Compared to 2019, spending on hospital care was down 7% in 2020, Altarum estimated.

Similarly, spending on physician and clinical services was down 4.3% on a year-over-year basis.

Largely due to the COVID-19 virus and widespread efforts to keep vulnerable populations out of congregate settings, spending on nursing home care decreased by 2.5% in 2020 compared to 2019, according to Altarum. Meanwhile, spending on home health care jumped by an estimated 2%.

While that statistic reflects the important role that home health providers have played since last spring, it’s not entirely surprising. The “shift to home” has been happening in a gradual manner of the past several years, Amedisys Inc. (Nasdaq: AMED) CEO and President Paul Kusserow told HHCN.

“While the pandemic certainly accelerated the transition away from facilities to home care, the transition has been underway for some time,” Kusserow said. “Care in the home is the most economical for all payers. It’s where patients want to receive their care — and it has proven, quality outcomes.”

With roughly 21,000 employees and 415 care centers across the U.S., Baton Rouge, Louisiana-based Amedisys is one of the largest home health and hospice companies in the country.

A safe bet

The new analysis on 2020 spending from Altarum isn’t set in stone. In all likelihood, economists won’t be able to put a price tag on the COVID-19 pandemic or all of its indirect health care impacts for several months.

Traditionally, CMS doesn’t release solidified spending figures until December. That’s why Altarum creates its preliminary analysis using U.S. Bureau of Economic Analysis (BEA) data and its internal Health Sector Economic Indicators framework.

Currently, that BEA data likely doesn’t include all health-related spending from certain categories linked to the public health emergency, however.

Increased activity associated with COVID-19 testing and contact tracing, for example, could cause health spending to exceed Altarum’s projected values. Conversely, the pandemic-induced recession may have suppressed spending on structures, equipment and services provided in non-traditional settings.

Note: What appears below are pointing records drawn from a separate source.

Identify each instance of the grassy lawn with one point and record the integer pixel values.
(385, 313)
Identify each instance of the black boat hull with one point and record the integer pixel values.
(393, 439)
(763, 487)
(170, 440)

COVID-19 relief in the form of CARES Act payments and advanced payment from CMS may likewise end up throwing the projections off, Rhyan said.

“You’re aware of the direct money that went to hospitals to support their bottom lines [and] help them stock up on supplies to make sure they could more adequately combat the pandemic. You’re aware of some of the changes that have gone on in Medicare reimbursement such as the accelerated payments, which need to be paid back,” he said. “There were a lot of financial issues in 2020 related to how much the federal government has directly supported health care, which may not be in some of these estimates.”

Yet the key finding of nursing home spending being down — and home health spending being up — is a safe bet. In fact, it’s a trend that’s likely to stick around for the foreseeable future, as nursing home operators are just now starting to stabilize from sharp and persistent declines in occupancy.

There are plenty of indicators that back that up, Rhyan said.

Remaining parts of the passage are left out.